Welcome once again to PCGamesN’s Spotlight on Greenlight, our regular Saturday feature where we look at the best and the most interesting Greenlight games that are hoping to make their way onto Steam. We’ve already looked at dozens of other titles in weeks past, so do take a look at our back catalogue.

Paranautical Activity is a cruel game, like all good roguelikes are. It wears you down with room after room of monsters – stripping your health, armour, and ammo until you’re left a hair’s breadth from death – and then it offers you a choice: fight the boss and leave this hellish floor or explore one more room. After all, maybe that next room will contain a health drop, a new shield, enough gold for you to buy that upgrade in the shop.

It’s all a tease, though. You walk into the room, the doors lock, and you’re surrounded by spiders. Exploding spiders. And it was all your own stupid fault for not choosing to fight the boss.

Failure stings all the more when you had a choice.

This constant battle between managing your ability to fight and exploring each level of the dungeon is what drives you through Paranautical Activity, a game which is essentially a first-person version of The Binding of Isaac, only with more voxels. It taps into the hoarder desire in everyone, the wish to search every nook and cranny for that last bit of loot, and it punishes you for it.

Like I said, cruel.

It’s also ridiculously satisfying when you clear a room, winning a fight that seemed unwinnable. It’s like you’ve got one over on the game.

Each game starts with you arriving at level one of hell via an elevator cage. You’re provided with a randomly assigned weapon – everything from a boomerang sickle, to a shotgun, to a rocket launcher – and then you’re left to explore a network of randomly generated monster rooms.

All the rooms are simple cubes with a varied assortment of walkways, staircases, and walls. And each room is filled with hellish creatures; hooded acolytes that cast fireballs, horned demons with miniguns for arms, and, if you’re really unlucky, butterflies. The butterflies are the bane of sublevel two and beyond. They float about the room firing white orbs that home in on you. Because the orbs don’t disappear till they hit a surface (or flesh) before long you can end up with whole swarms of orbs circling around you. Fucking butterflies.

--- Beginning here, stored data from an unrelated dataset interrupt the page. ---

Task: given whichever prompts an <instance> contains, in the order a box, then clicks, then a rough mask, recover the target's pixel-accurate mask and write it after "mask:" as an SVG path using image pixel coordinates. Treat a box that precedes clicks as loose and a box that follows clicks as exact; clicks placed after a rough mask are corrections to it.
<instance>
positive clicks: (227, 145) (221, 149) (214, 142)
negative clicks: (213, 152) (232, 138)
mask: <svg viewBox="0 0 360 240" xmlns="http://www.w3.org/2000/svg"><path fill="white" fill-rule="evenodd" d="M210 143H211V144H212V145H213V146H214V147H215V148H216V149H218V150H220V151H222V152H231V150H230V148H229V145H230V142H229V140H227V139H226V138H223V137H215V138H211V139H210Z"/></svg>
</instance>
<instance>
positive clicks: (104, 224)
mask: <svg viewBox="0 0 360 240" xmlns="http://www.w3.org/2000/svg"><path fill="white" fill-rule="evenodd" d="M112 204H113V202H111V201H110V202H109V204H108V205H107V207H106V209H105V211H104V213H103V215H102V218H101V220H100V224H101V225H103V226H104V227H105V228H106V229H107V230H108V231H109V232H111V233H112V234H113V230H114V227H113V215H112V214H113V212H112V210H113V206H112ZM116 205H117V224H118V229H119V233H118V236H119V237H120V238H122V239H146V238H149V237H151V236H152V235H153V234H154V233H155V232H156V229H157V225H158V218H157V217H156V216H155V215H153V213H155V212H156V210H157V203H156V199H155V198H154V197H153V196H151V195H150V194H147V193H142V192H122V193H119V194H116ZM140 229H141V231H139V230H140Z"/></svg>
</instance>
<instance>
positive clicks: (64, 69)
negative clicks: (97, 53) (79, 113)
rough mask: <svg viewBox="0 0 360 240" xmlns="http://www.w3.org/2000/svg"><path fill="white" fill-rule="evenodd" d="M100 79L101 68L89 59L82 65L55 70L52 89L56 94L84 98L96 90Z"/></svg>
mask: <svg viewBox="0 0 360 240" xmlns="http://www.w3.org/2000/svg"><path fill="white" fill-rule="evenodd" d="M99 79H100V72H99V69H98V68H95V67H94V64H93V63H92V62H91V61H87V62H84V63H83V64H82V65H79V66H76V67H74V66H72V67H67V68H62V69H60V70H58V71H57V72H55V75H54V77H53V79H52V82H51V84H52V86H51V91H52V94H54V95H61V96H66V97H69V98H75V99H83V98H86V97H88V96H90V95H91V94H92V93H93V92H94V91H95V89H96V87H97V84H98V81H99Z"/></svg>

Initially, the dungeon’s layout is completely unknown to you. Your minimap shows just the elevator room and any rooms that adjoin it. Because you can only descend to the next level once you defeat a boss character, you’ll have to start clearing rooms to find out where the boss is hiding in the dungeon.

As well as a boss room, each level has a secondary boss and a gift shop. The secondary bosses can be ridiculously hard and take you from full health all the way down to a puddle of blood on the ground in moments but beating them usually provides you with a powerful upgrade (speed boosts, damage increases, a higher fire rate). It’s up to you whether you want to risk it.

It’s always up to you.

Because monsters don’t spawn until you enter a room and the doors lock behind you, you can’t know what you’re about to fight before it’s too late. Once you go through the door you are committed, you must fight and you must win. It means that in the later stages of the game, when you’re down to the third and fourth sublevels (I still haven’t managed to get further – this game is hard, seriously) entering any room unnecessarily, rooms that don’t lead to the boss, could potentially sink you.


Make no mistake, Paranautical is a rough game. It’s geometry is simple, the menus are ugly, and the guns don’t have recoil, and everything has a sense of the rudimentary about it. This lends the game a certain charm, that it is fun in spite of its build quality, not because of it.

There are points when the lack of polish gets in the way of the game, though. For instance, there’s no crouch button. This means that if you kill a monster that’s standing under a staircase and it drops a vitally-needed health pack, you can’t reach it. You can’t crouch to get into the gap and pick it up. That’s frustrating.

There’s a magnet upgrade you can buy in the store which pulls loot drops towards you, alleviating the problem, but it feels like the magnet should be a freebie not an upgrade you need to buy to fix a break in the game.

Nonetheless, Paranautical is a great little game.

There’s another reason why it’s making this weeks Spotlight, the developer’s been caught in a bit of a Catch 22. Originally submitted to Greenlight, developers Code Avarice managed to secure a publishing deal with Adult Swim. However, because the game was already in Greenlight, Valve didn’t want to give the impression that you can skip Greenlight by signing with a publisher, so they won’t let Paranautical onto Steam until it passes through the community vote. It’s a naff situation for the developers because they are limited to where they can sell their game and as a result are struggling to make a living from their work.

We can help sort all this out by voting the game through Greenlight or buying a copy from the team.